One dish that skilfully incorporates many winter ingredients is Borscht. Borscht Recipe Instructions Borscht is originally Ukrainian but is quite common in Russia and Poland too. In Ukraine, borscht symbolizes a strong family. I find this very interesting because not only does this dish bring a family together, it also strengthens the body and therefore the family.

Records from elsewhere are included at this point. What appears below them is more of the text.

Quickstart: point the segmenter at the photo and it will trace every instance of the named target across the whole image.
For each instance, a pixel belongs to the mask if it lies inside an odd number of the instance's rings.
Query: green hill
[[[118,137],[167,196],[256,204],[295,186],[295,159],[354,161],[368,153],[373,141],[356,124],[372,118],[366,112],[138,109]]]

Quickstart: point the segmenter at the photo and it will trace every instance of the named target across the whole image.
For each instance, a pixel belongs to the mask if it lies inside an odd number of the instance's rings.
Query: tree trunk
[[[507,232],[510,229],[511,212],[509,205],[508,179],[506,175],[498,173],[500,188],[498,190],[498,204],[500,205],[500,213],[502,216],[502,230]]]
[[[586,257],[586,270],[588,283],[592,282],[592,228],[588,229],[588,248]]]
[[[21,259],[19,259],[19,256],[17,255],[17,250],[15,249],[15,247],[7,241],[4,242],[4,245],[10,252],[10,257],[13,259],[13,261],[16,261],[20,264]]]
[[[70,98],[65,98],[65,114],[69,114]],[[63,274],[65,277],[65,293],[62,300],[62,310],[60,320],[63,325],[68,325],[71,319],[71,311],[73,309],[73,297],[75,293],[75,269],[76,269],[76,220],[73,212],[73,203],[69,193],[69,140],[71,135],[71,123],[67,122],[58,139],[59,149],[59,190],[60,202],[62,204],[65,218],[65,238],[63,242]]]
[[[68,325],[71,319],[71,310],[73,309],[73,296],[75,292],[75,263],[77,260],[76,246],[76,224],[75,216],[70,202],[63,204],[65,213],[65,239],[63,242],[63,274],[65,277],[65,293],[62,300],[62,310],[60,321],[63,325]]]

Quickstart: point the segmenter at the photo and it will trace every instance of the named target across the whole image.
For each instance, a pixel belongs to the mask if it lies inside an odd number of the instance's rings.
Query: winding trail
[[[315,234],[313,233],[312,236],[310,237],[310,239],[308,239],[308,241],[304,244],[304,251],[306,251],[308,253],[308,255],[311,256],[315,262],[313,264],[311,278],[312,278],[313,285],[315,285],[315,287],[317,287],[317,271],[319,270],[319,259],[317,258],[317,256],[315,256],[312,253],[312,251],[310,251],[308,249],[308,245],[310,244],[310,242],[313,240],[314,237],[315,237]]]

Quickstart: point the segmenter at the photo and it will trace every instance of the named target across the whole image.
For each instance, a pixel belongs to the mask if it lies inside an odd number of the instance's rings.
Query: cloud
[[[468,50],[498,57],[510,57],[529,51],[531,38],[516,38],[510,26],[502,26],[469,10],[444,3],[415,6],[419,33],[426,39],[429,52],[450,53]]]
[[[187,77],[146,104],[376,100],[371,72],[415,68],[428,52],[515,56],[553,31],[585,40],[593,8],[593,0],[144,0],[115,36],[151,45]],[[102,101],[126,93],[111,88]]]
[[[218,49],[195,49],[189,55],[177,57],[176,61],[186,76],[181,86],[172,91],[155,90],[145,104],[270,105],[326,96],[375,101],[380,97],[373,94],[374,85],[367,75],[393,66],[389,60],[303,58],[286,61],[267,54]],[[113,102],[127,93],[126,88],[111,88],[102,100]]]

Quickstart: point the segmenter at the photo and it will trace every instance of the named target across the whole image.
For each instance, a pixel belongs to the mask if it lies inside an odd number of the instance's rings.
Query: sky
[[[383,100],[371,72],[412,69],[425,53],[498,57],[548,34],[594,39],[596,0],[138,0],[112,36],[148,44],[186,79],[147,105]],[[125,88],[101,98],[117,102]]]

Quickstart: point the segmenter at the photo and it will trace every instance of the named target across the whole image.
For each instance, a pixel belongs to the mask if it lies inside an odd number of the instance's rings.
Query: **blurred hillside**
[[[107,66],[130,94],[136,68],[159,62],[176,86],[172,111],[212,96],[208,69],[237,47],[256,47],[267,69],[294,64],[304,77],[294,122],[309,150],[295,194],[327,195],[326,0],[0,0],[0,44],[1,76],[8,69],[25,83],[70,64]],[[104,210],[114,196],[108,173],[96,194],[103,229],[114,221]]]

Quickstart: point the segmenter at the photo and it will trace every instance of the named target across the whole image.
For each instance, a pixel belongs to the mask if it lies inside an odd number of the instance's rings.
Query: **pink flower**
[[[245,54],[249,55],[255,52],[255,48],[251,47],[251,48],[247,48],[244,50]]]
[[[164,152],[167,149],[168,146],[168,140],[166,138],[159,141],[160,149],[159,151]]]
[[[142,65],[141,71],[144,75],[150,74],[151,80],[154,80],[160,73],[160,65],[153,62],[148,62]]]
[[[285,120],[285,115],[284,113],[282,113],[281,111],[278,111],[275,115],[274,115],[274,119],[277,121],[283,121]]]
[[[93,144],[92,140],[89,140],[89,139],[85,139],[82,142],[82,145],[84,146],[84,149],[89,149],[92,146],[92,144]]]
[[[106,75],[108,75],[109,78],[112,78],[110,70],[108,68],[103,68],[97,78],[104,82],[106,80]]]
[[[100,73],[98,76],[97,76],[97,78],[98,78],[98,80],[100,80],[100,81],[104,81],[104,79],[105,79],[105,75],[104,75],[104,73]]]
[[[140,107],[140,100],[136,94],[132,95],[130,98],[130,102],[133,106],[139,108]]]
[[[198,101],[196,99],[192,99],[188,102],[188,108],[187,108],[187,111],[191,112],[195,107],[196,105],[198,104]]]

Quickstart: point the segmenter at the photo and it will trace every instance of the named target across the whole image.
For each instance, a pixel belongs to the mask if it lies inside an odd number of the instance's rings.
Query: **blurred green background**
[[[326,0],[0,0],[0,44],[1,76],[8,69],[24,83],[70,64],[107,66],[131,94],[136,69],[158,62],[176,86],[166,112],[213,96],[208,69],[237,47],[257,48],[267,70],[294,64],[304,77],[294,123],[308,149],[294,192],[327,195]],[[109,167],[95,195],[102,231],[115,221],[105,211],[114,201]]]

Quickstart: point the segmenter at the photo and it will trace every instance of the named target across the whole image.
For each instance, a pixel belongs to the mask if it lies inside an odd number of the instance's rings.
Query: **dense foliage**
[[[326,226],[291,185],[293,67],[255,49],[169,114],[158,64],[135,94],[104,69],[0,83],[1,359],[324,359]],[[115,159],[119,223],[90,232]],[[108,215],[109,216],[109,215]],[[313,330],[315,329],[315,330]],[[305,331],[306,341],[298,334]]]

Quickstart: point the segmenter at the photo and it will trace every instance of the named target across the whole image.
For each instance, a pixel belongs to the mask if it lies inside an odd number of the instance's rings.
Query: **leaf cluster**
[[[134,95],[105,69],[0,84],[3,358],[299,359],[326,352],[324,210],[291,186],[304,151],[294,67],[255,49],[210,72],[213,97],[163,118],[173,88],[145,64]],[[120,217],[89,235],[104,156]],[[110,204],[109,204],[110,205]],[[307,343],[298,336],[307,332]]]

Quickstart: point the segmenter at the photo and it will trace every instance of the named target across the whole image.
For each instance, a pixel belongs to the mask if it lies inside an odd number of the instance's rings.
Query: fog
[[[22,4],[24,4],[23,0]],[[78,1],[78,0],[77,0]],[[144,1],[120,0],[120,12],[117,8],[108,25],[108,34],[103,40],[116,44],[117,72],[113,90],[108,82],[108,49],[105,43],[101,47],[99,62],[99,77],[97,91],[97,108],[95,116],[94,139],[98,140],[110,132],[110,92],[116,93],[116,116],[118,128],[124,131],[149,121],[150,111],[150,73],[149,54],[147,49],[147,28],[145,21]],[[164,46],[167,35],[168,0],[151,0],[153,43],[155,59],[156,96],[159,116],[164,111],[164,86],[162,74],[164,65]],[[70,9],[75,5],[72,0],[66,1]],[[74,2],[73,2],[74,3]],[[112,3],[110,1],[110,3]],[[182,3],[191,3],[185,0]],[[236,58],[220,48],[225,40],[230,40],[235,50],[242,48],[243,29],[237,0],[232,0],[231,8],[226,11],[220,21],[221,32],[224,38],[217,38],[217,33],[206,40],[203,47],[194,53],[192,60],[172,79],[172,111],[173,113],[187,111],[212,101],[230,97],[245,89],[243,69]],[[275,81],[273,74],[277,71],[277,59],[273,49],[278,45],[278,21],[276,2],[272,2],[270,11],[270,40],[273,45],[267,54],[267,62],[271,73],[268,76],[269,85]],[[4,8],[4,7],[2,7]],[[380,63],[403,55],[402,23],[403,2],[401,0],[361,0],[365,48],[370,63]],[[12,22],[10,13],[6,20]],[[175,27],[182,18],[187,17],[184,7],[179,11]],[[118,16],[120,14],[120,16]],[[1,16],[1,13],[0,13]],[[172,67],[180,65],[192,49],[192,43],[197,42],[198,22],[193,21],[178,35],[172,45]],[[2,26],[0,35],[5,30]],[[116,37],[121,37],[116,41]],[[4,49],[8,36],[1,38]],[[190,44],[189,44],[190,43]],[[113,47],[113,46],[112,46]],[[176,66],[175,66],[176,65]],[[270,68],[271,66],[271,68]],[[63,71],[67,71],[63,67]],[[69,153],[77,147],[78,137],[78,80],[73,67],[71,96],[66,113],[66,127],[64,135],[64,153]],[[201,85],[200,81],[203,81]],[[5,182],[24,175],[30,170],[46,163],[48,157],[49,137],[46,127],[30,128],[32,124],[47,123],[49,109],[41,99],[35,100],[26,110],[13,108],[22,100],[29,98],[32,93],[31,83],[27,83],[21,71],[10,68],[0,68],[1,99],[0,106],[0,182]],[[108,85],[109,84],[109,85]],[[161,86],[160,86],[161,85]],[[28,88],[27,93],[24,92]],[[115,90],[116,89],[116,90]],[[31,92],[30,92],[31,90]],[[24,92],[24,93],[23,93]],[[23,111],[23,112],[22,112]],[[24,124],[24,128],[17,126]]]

All the ingredients are cooked in a clay pot where flavours mingle resulting in a wholesome, rich, hearty, and gorgeous borscht. In the past, borscht was eaten almost every day, served on holidays and at special occasions. Try this winter[1]friendly recipe for borscht

Borscht Recipe


• 500 gms boneless Beef: sirloin or stew meat

• 14 cups cold water

• 1 Tbsp salt + more to taste

• 2 large or 3 medium beets, washed, peeled and grated

• 4 Tbsp olive oil

• 1 Tbsp vinegar

• 1 Tbsp sugar

• 2 Tbsp tomato sauce, or paste (or 3 Tbsp ketchup)

• 1 Tbsp unsalted butter

• 1 medium onion, finely diced

• 2 carrots, grated

• 2 large or 3 medium potatoes, peeled and sliced into bite-sized pieces

• 1/2 head of small cabbage, sliced

• 2 tomatoes, peeled and diced

• 2 bay leaves

• 1/4 tsp freshly ground pepper

• 1/4 cup chopped fresh parsley + more for garnish

• 2 cloves garlic, pressed

• Garnish: Sour cream and fresh sprigs of parsley or dill.


• Wash meat in cold water, cut into 1” pieces and place in a large soup pot with cold water and 1 Tbsp salt. Bring it to a boil and remove the foam as soon as it boils.

• Reduce heat, partially cover and simmer 45 minutes - 1 hr, periodically skimming off any foam that rises to the top.

• Grate beets on the large grater holes. Place them in a large heavy-bottom skillet with olive oil and vinegar and saute for 5 minutes, then reduce heat to med/low and add sugar and tomato sauce.

• Mix thoroughly and saute while stirring occasionally (about 10 min). Remove from pan and set aside.

• In the same skillet, sauté onion in butter for 2 min.

• Add grated carrot and sauté another 5 min or until softened, adding more oil if it seems too dry.

• Once the meat has been cooking at least 45 min, place sliced potatoes into the soup pot and cook 10 min, then add cabbage, sautéed beets, onion & carrot, and chopped tomatoes.

• Cook another 10 minutes or until potatoes can be easily pierced with a fork.

• Add 2 bay leaves, 1/4 tsp pepper, and salt to taste if required.

• Chop parsley and press the garlic then stir them into the soup pot, immediately cover and remove from heat. Let the pot rest covered for 20 minutes for the flavors to meld before serving with a dollop of sour cream and a garnish of dill.